L’affichage libre c’est quoi ?

C’est tout l’affichage qui se fait « librement » dans la rue, utilisé depuis longtemps pour annoncer toute sortes d’évènements : fêtes, concerts, pièces de théâtre … mais aussi manifestation et affiches politiques. Depuis 1982 chaque commune doit offrir à ses administré-e-s des zones d’affichages libres (12m² + 5m² par tranche de 10.000 habitants pour les grandes villes), ces espaces étant définis comme des « emplacements destinés à l’affichage d’opinion ainsi qu’à la publicité relative aux activités des associations sans but lucratif » [1]

L’affichage est aujourd’hui légalement cantonné aux « espaces d’affichage libre » offerts par les maries (en dehors des affichages publicitaires commerciaux). Collez des affiches en dehors de ces panneaux et vous vous retrouvez dans l’illégalité : vos affiches seront décollées par la mairie, vous pourrez être sommé-e de payer des amendes, voir être poursuivi-e-s en justice. Le tout dépendant de la politique de la mairie et du contenu des affiches.

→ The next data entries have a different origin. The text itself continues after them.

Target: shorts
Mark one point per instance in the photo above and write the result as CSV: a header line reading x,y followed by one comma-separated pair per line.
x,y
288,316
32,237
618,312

Calmez vous, y’en aura pas pour tout le monde !

La ville de Brest offre 200 panneaux d’affichage libre (soit 365m²). Rapporté à sa surface ainsi que son nombre d’habitants c’est peu, notamment si on le compare à l’espace dédié à l’affichage commercial (pub dans les arrêts de bus et tramway, sucettes sur les trottoirs, grands panneaux des boulevards …) qui bénéficie d’emplacements plus nombreux et beaucoup mieux situés. En plus de subir la concurrence spatiale et visuelle de l’affichage publicitaire, les utilisateurs-rices de ces panneaux se concurrencent de fait entre eux, forcées de coller les unes par dessus les autres par manque de place. L’espace actuellement disponible pourrait être suffisant si il était réellement « réservé à l’affichage d’opinion et à la publicité relative aux activités des associations sans but lucratif », comme le dit la loi.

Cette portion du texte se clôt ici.